Desde 1960 que a obra é identificada como obra de Velázquez, sendo a sua elevada qualidade técnica e o seu naturalismo testemunhos da habilidade típica do pintor. E se quando leu o título do quadro só pensou em “de Santiago”, não foi o único, porque mais tarde foi acrescentada a figura do santo brandindo uma espada, mas no restauro de 1957 foi retirada para a deixar no seu estado original.
9. A muralha árabe
Durante a construção do museu onde seriam expostas as grandes obras apreciadas pelos monarcas espanhóis, foi descoberto outro legado inesperado: os restos mais antigos da muralha árabe de Madrid do século IX. Mais concretamente, trata-se de uma porta de fundação virada para o rio Manzanares, documentada em desenhos do século XVI. Integrados na museografia, estes vestígios históricos permitem-nos compreender melhor as origens de Madrid.
Neste tesouro, que agora assume a forma de uma sala na Galeria das Colecções Reais, é projetado um audiovisual com um modelo 3D que reconstrói as muralhas desde o primeiro castelo até ao presente, permitindo aos visitantes contrastar esta reconstrução com os vestígios encontrados.

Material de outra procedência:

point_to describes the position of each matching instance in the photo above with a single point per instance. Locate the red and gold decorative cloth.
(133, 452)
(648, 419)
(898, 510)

A descoberta revela que a porta tinha originalmente um arco em ferradura com aduelas, provavelmente pintadas a branco e vermelho, associadas à dinastia omíada.

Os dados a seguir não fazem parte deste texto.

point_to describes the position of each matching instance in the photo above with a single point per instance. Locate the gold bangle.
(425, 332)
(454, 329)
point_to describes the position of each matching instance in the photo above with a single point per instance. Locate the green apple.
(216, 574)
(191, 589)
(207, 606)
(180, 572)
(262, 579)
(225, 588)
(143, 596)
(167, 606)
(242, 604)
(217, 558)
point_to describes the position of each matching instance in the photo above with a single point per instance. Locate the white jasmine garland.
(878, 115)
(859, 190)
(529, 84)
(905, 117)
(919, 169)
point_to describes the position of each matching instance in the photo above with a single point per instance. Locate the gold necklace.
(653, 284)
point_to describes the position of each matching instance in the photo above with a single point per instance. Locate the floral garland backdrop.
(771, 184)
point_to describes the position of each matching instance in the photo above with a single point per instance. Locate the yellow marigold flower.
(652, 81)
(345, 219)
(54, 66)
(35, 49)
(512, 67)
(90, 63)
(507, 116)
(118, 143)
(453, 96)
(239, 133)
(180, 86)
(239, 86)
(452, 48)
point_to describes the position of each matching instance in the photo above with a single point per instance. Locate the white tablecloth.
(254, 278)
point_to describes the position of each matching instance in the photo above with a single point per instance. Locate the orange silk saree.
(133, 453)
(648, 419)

10. Salomé com a cabeça de São João Batista
É difícil ficar indiferente a um Caravaggio, mas Salomé com a Cabeça de São João Batista é uma daquelas obras que, por si só, faz valer a pena uma visita à Royal Collections Gallery. É uma pintura com muita literatura e um tema que tem obcecado artistas e escritores (Flaubert ou Oscar Wilde, para citar apenas alguns): a decapitação de São João Batista, com Salomé como figura central.
A pintura dá esta sensação de imediatismo, pois enquanto ela segura a cabeça do santo numa bandeja de prata, o carrasco ainda tem a espada na mão e uma criada observa solenemente. Pintado durante o exílio de Caravaggio em Nápoles, contrasta a beleza de Salomé com a brutalidade da cena.
A composição opõe a indiferença de Salomé à inocência da vítima, mostrando o carrasco sem raiva, mas sim com compaixão, tal como a criada. O quadro, um dos mais importantes da coleção de Filipe IV, passou pelas mãos de vários dignitários antes de ser adquirido pelo Património Nacional.